Politics played major role in attorney firings

Alberto Gonzales (AP)
Alberto Gonzales (AP)

Politics played a major role in the firings of at least half of the U.S. attorneys targeted for removal by the Bush Administration last year.

Despite claims by Attorney General Alberto Gonzales and the White House that the lawyers were removed "for cause," newly-discovered documents show complaints by Republican lawmakers resulted in removal of at least six of the attorneys and possibly more.

As Dan Eggen and Amy Goldstein report in The Washington Post:

Nearly half the U.S. attorneys slated for removal by the administration last year were targets of Republican complaints that they were lax on voter fraud, including efforts by presidential adviser Karl Rove to encourage more prosecutions of election- law violations, according to new documents and interviews.

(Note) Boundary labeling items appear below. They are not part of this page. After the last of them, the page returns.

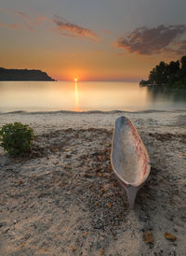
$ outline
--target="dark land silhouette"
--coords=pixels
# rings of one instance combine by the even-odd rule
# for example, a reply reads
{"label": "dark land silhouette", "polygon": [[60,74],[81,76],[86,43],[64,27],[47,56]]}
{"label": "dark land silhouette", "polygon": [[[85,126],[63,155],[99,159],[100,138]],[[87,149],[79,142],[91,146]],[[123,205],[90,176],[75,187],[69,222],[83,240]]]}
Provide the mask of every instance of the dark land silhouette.
{"label": "dark land silhouette", "polygon": [[186,88],[186,55],[180,61],[169,64],[161,62],[150,71],[149,79],[141,80],[140,85]]}
{"label": "dark land silhouette", "polygon": [[1,81],[55,81],[46,72],[35,69],[7,69],[0,67]]}

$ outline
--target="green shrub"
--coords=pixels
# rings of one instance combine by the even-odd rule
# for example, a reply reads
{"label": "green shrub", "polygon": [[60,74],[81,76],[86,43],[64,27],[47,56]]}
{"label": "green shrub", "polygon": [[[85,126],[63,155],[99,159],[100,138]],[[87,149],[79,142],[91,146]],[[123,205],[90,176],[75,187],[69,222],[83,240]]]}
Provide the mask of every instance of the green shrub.
{"label": "green shrub", "polygon": [[21,122],[7,123],[0,129],[0,146],[11,156],[29,151],[33,140],[33,129]]}

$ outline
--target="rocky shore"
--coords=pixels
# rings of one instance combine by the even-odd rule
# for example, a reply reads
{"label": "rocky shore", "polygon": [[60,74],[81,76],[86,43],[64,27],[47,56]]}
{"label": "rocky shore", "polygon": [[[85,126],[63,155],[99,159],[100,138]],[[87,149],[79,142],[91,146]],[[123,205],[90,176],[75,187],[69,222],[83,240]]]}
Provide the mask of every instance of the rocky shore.
{"label": "rocky shore", "polygon": [[[152,170],[135,207],[110,163],[114,121],[126,115]],[[184,255],[186,113],[9,113],[32,126],[30,154],[0,149],[0,255]]]}

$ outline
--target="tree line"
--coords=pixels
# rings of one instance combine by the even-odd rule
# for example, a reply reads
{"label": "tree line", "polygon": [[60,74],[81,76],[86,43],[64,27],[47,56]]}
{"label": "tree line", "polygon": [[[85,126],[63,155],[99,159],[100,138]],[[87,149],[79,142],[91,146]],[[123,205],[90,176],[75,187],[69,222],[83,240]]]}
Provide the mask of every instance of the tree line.
{"label": "tree line", "polygon": [[149,79],[141,80],[140,86],[169,86],[176,88],[186,88],[186,55],[180,61],[166,64],[160,62],[150,71]]}

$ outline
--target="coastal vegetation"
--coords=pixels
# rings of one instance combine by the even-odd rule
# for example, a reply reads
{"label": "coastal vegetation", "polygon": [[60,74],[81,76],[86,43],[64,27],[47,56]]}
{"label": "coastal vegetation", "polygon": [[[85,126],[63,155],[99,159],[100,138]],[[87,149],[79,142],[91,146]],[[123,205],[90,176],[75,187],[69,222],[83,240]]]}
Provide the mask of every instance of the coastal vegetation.
{"label": "coastal vegetation", "polygon": [[0,146],[10,156],[28,152],[33,140],[33,130],[21,122],[7,123],[0,129]]}
{"label": "coastal vegetation", "polygon": [[186,55],[180,61],[172,61],[169,64],[160,62],[150,71],[149,79],[141,80],[140,85],[186,89]]}
{"label": "coastal vegetation", "polygon": [[0,67],[1,81],[54,81],[46,72],[35,69],[7,69]]}

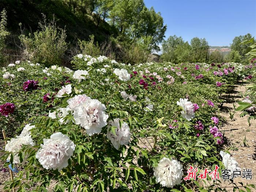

Of the 12 U.S. attorneys known to have been dismissed or considered for removal last year, five were identified by Rove or other administration officials as working in districts that were trouble spots for voter fraud — Kansas City, Mo.; Milwaukee; New Mexico; Nevada; and Washington state. Four of the five prosecutors in those districts were dismissed.

It has been clear for months that the administration's eagerness to launch voter-fraud prosecutions played a role in some of the firings, but recent testimony, documents and interviews show the issue was more central than previously known. The new details include the names of additional prosecutors who were targeted and other districts that were of concern, as well as previously unknown information about the White House's role.

The Justice Department demanded that one U.S. attorney, Todd P. Graves of Kansas City, resign in January 2006, several months after he refused to sign off on a Justice lawsuit involving the state's voter rolls, Graves said last week. U.S. Attorney Steven M. Biskupic of Milwaukee also was targeted last fall after complaints from Rove that he was not doing enough about voter fraud. But he was spared because Justice officials feared that removing him might cause political problems on Capitol Hill, according to interviews of Justice aides conducted by congressional staff members.

"There is reason for worry and suspicion at this point as to whether voting fraud played an inappropriate role in personnel decisions by the department," said Daniel P. Tokaji, an election law specialist at Ohio State University's Moritz College of Law.

The behind-the-scenes maneuvering to replace U.S. attorneys viewed as weak on voter fraud, from state Republican parties to the White House, is one element of a nationwide partisan brawl over voting rights in recent years. Ever since the contested 2000 presidential election, which ended in a Florida recount and intervention by the U.S. Supreme Court, both political parties have attempted to use election law to tip close contests to their advantage.

Through legislation and litigation, Republicans have pressed for voter-identification requirements and other rules to clamp down on what they assert is widespread fraud by ineligible voters. Starting early in the Bush administration, the Justice Department has emphasized increasing prosecutions of fraudulent voting.

Democrats counter that such fraud is rare and that GOP efforts are designed to suppress legitimate votes by minorities, the elderly and recent immigrants, who are likely to support Democratic candidates. A draft report last year by the Election Assistance Commission, a bipartisan government panel that conducts election research, said that "there is widespread but not unanimous agreement that there is little polling place fraud."